DS1 spectrogram: Structure Before Collapse: Transient semantic geometry in next-token prediction

Structure Before Collapse: Transient semantic geometry in next-token prediction

2606.26749

Authors

Yize Zhao,Isabel Papadimitriou,Christos Thrampoulidis

Abstract

Neural Collapse predicts that balanced one-hot classification pushes model representations to be equally far from each other; a symmetric configuration that depends only on the output label and ignores any semantic similarity in the inputs. This creates a puzzle: next-token prediction language models are trained predominantly (as context length increases) with one-hot labels: the same context is very unlikely to appear twice in training with different labels.

However, they clearly learn latent structural features. That is, despite the one-hot training regime, a language model's contextual embeddings represent the fact that the next word in "Mary broke the ___" is likely to be filled by tokens in the latent classes of a) medium-sized, b) rigid, c) inanimate nouns.

How does gradient descent find such categorical semantic structure when co-occurrence statistics collapse to one-hot sparsity, eliminating any shared next-tokens among different contexts? To investigate this tension we identify three synthetic controlled settings where inputs have latent semantic factors but are mapped to distinct one-hot labels.
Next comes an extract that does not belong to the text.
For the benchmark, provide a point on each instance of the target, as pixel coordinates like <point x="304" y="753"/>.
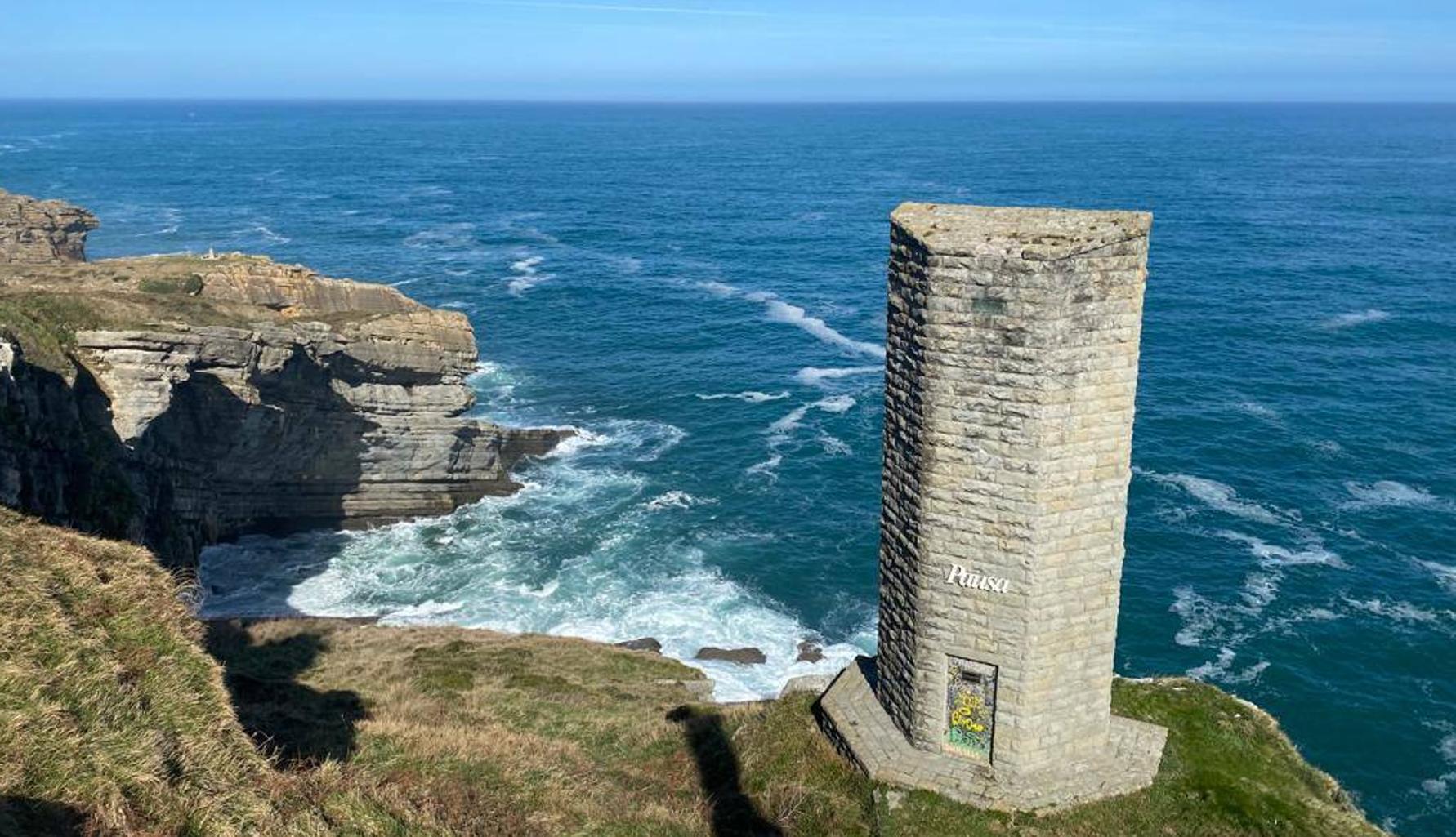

We find that semantic geometry emerges early in training, and that representations cluster by shared attributes despite receiving no explicit supervision to do so.

This structure is transient: with sufficient capacity and time, the model eventually reaches the predicted symmetric state where all representations are equally separated. We study this phase transition through Gram matrix analysis and propose a preliminary modification to the commonly used unconstrained features model to capture the emergent semantic geometry.